First off. No I am not a psycho. NOT AT ALL. But this was the most disturbing dream I have ever had hands DOWN. I am not watching any of the SAW movies AGAIN!
I was hiding and witnessing a girl getting torn/beat up and wiped by a very sharp barbwire and the detail of the skin sticking on the barbwire while it hits her cutting until the guy eventually wrapped the barbwire around her and cut her into peaces... Then I Woke up and very faintly Saw a girls face in the dark smiling at me then I turn away quickly and it showed a scary face. I think a ghost was invading my dreams and showing me how she was killed? NOW THAT'S treetrunkING FREAKY!

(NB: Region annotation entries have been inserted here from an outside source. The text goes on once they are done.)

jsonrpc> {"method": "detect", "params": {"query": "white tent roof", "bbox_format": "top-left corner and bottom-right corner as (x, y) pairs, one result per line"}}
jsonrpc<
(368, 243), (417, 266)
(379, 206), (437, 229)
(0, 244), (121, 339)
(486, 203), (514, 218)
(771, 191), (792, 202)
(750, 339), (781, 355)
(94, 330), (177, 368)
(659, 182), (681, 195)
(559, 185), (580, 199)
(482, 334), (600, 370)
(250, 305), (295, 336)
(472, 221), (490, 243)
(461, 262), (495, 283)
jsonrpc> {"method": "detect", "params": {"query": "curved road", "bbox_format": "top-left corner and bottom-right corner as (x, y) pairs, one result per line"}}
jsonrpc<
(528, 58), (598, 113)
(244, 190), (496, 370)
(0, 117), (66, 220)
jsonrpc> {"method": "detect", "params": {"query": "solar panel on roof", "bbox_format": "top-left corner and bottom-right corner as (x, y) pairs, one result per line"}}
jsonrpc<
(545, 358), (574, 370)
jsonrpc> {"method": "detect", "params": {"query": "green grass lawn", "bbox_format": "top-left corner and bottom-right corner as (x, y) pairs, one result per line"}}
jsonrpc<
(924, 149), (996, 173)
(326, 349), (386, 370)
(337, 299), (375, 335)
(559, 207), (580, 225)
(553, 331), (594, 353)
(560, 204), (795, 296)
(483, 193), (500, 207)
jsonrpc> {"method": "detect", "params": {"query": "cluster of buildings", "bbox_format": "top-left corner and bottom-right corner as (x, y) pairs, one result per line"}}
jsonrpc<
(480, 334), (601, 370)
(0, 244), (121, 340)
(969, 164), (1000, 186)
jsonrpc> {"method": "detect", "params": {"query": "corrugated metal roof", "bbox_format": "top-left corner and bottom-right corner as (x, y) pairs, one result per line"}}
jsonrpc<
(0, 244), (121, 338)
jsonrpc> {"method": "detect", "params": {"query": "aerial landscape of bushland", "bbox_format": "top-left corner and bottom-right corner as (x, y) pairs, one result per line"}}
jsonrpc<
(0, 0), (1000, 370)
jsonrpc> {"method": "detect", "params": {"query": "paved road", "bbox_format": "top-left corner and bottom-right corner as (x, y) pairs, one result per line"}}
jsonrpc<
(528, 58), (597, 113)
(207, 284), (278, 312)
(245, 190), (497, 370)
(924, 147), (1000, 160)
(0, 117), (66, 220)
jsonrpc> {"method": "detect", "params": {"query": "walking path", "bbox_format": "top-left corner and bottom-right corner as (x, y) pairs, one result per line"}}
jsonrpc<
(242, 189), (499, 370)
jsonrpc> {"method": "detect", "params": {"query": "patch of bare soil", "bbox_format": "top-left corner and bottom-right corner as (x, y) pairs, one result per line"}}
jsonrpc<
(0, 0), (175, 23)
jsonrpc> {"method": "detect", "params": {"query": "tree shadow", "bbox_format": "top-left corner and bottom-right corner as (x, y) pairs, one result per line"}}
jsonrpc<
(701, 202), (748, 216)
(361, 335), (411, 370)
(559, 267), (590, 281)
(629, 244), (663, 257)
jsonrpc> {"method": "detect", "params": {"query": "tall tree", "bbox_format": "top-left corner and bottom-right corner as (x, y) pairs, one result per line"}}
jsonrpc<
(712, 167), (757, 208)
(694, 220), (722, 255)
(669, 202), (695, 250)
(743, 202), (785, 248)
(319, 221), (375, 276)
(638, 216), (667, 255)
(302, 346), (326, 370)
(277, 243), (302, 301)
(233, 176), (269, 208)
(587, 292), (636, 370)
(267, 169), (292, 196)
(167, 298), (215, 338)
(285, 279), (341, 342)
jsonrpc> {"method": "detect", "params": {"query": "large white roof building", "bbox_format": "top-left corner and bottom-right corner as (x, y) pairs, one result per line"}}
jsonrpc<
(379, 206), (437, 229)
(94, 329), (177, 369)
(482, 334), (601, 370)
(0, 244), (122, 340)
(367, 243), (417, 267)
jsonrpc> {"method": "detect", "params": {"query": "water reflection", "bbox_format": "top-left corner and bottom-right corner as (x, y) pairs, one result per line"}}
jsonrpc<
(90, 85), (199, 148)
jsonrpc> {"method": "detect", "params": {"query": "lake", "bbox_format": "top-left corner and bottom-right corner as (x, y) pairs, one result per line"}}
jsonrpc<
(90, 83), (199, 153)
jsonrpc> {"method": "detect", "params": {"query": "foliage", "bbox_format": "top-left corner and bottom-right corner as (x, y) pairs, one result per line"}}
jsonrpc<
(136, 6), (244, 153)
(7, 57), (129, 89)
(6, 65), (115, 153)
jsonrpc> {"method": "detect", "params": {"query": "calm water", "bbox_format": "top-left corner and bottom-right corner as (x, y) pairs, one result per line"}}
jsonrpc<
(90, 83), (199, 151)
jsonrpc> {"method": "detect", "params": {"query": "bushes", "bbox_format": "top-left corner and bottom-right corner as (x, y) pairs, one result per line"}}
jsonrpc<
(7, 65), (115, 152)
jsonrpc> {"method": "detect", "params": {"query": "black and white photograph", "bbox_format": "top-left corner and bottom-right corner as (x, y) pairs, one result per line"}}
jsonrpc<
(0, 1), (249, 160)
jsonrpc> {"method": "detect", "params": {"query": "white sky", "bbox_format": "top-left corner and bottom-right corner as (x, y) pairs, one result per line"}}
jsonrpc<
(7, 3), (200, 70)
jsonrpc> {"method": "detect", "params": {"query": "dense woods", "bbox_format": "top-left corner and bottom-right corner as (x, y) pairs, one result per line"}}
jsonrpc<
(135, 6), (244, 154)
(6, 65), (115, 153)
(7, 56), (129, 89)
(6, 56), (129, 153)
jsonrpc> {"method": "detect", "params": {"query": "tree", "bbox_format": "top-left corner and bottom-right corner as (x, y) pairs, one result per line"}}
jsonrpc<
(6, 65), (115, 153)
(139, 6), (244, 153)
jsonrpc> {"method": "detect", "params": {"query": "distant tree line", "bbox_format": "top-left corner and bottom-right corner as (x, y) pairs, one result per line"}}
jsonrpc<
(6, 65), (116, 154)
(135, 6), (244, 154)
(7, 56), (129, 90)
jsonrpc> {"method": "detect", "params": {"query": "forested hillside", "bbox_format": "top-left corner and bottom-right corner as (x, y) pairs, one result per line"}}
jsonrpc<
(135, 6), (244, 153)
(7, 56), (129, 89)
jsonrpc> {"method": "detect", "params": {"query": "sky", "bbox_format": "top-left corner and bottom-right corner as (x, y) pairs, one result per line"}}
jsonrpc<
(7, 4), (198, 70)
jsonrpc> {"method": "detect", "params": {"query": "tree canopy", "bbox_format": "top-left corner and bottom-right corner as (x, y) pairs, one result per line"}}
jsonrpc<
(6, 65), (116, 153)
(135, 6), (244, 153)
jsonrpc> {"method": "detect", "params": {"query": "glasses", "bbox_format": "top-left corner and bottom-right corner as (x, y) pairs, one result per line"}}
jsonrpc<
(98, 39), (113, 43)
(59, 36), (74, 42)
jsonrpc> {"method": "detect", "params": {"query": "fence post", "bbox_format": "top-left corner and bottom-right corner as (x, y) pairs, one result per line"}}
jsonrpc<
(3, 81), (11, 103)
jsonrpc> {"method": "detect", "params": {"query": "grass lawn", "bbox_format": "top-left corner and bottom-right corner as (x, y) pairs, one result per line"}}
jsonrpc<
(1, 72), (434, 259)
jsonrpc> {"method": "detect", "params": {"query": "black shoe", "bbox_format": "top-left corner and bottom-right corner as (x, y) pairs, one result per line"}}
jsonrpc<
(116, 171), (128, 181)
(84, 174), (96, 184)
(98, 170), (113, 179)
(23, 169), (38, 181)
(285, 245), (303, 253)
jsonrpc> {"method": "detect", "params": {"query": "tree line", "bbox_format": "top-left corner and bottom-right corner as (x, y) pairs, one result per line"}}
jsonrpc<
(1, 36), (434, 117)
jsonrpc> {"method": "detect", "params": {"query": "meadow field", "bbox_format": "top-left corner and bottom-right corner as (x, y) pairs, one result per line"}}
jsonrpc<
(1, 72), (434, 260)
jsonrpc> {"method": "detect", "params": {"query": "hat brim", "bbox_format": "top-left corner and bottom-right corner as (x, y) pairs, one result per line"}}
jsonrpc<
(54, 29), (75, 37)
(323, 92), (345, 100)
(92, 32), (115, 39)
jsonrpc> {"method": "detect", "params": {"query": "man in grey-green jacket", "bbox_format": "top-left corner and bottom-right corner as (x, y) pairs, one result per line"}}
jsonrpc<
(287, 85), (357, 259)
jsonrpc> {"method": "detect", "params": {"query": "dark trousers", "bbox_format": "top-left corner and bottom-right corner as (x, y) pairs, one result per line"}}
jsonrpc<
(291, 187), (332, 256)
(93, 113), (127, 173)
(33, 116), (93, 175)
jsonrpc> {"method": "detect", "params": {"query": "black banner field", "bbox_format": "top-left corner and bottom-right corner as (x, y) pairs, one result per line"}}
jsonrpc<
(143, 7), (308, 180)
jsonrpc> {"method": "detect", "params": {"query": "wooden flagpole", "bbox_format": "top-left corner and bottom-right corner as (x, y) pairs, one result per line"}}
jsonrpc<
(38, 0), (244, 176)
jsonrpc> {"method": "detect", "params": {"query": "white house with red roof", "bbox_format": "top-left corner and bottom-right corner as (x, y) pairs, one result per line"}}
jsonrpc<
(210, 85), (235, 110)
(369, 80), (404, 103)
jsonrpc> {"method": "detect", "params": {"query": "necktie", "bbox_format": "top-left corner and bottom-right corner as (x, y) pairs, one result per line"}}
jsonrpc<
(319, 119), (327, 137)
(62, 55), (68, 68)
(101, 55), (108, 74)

I like this girl. Though not to the point of lusting hard core. It's a normal ?like? were as I don't have to try hard to get to know her. She says hi to me every chance she gets with a beautiful smile. But then later on I just think to much about the boy friend thing and that I am being teased once again? There's plenty of girls in the sea?. But what's the point if most of them are already taken? SO I will steal them? secretly.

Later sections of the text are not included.